Genova, ore 8:30 del mattino. Lungo le direttrici che portano al centro, piccoli eserciti di giovani alpini, con penne nere appuntate su cappelli troppo nuovi per aver visto la polvere delle caserme, stringono già bottiglie di birra, alcuni barcollano, sghignazzano, balbettano. Per loro, l’Adunata non è un ricordo, non è una celebrazione della memoria è una zona franca dove il decoro cede il passo al fragore e la memoria della naja si annega in un’euforia liquida. Qui la tradizione subisce una mutazione genetica. Svanito il dovere della leva, resta il “folclore di ritorno”: un carnevale autorizzato che muove capitali, riempie i registratori di cassa e svuota il senso del rito. È l’Adunata del business e dello sballo, dove l’appartenenza si compra con un badge e si misura in litri consumati prima del caffè.

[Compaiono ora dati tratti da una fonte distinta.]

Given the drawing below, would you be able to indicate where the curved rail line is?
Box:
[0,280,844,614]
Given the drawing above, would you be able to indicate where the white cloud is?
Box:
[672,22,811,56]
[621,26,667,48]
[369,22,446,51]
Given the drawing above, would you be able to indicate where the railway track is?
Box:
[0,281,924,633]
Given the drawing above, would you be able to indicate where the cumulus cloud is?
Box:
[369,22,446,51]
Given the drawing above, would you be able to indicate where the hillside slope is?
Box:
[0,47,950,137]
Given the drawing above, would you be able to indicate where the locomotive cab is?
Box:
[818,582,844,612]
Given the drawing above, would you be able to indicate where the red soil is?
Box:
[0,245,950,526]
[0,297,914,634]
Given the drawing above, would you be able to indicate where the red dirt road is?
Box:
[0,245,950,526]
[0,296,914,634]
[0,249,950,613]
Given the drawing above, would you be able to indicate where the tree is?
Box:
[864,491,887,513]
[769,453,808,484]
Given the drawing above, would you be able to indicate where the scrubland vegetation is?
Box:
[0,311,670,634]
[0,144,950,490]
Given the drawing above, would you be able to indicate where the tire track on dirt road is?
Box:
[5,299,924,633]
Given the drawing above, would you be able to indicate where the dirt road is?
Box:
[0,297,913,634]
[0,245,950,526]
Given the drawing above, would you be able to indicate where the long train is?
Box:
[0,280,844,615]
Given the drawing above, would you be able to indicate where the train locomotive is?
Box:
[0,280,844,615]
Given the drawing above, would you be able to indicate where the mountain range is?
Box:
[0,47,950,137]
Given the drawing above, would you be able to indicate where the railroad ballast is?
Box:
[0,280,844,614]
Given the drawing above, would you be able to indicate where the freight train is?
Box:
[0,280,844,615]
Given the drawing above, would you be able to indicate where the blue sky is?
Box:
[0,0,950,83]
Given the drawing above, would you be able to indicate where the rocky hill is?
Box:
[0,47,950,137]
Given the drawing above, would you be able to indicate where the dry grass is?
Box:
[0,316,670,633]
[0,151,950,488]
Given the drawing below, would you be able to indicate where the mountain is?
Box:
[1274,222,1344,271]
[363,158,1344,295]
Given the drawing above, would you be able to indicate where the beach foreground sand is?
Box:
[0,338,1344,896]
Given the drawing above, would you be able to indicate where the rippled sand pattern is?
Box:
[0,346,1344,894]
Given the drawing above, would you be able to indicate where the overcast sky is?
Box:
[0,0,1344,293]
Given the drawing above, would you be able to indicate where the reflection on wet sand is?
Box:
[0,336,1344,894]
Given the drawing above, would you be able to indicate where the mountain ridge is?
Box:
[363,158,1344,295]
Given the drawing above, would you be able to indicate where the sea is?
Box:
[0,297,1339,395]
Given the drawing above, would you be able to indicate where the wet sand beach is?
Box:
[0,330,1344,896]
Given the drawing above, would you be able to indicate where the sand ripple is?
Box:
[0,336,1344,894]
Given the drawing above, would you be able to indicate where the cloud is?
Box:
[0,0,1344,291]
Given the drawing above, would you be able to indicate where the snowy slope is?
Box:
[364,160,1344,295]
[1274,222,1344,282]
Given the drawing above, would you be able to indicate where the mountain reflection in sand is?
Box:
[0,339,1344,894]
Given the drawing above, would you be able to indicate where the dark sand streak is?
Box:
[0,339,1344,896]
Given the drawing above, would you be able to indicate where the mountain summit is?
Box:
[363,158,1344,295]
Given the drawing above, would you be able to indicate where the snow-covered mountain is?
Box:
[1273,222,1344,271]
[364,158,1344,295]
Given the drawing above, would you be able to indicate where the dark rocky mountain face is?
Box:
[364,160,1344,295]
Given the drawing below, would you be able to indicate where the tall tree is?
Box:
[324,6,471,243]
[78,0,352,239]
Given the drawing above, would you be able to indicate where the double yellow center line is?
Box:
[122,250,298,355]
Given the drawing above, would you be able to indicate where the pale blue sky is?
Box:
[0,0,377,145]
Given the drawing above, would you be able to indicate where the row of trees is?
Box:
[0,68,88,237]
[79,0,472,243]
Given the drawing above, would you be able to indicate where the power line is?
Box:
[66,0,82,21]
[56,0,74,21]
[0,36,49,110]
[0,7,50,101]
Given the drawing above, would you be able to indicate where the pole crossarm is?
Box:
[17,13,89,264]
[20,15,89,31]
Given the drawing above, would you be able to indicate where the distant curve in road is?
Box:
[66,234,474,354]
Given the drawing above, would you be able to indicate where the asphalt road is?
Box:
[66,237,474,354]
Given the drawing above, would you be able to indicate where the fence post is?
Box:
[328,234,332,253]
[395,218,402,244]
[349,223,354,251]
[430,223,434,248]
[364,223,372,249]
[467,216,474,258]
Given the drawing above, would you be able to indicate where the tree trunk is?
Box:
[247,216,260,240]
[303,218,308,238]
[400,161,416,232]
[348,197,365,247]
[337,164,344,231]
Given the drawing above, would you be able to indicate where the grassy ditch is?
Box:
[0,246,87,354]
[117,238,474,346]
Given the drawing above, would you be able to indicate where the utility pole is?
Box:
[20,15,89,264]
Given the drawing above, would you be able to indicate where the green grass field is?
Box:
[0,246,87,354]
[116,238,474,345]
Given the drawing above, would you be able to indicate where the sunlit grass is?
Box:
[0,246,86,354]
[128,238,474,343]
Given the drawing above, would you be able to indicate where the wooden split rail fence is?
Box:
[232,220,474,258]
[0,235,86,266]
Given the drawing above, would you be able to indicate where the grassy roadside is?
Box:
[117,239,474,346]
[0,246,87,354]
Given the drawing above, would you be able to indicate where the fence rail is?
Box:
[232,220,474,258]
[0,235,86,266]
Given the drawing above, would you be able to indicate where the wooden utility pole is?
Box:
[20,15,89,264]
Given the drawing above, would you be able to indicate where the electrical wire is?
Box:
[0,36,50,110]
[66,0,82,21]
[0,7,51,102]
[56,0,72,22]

Ma poi, in questo oceano di confusione logistica e acustica, accade l’incontro che ristabilisce le proporzioni. È un Alpino di circa settant’anni. Viene da Parma. Non urla, non barcolla. Il suo cappello ha la forma di chi l’ha portato davvero, con la dignità di chi sa che quella penna non è un travestimento, ma una responsabilità. È distinto, sobrio, di una gentilezza antica che pare quasi anacronistica tra le grida dei “commilitoni per un giorno”. In lui, la Sezione non è solo una sigla burocratica, ma un codice civile di comportamento. Mi chiede indicazioni per piazza De ferrari, è educato, quasi timido, cavalleresco. Io gli rispondo sorridendo e gli auguro buona giornata.
Ecco la dicotomia di Genova oggi: da una parte la vocazione all’eccesso di chi alpino lo è “per modo di dire”, nutrendo un’industria del divertimento che ha bisogno di folle ubbidienti al consumo; dall’altra, la resistenza silenziosa di chi alpino lo è nel tratto, nella parola misurata e nel rispetto di una città che lo ospita. Due mondi che sfilano sugli stessi marciapiedi, ma che non si incontrano mai. Uno beve per dimenticare la noia, l’altro resta sobrio per non dimenticare la storia e ci ricorda che la cultura, in fondo, è solo un esercizio di distinzione.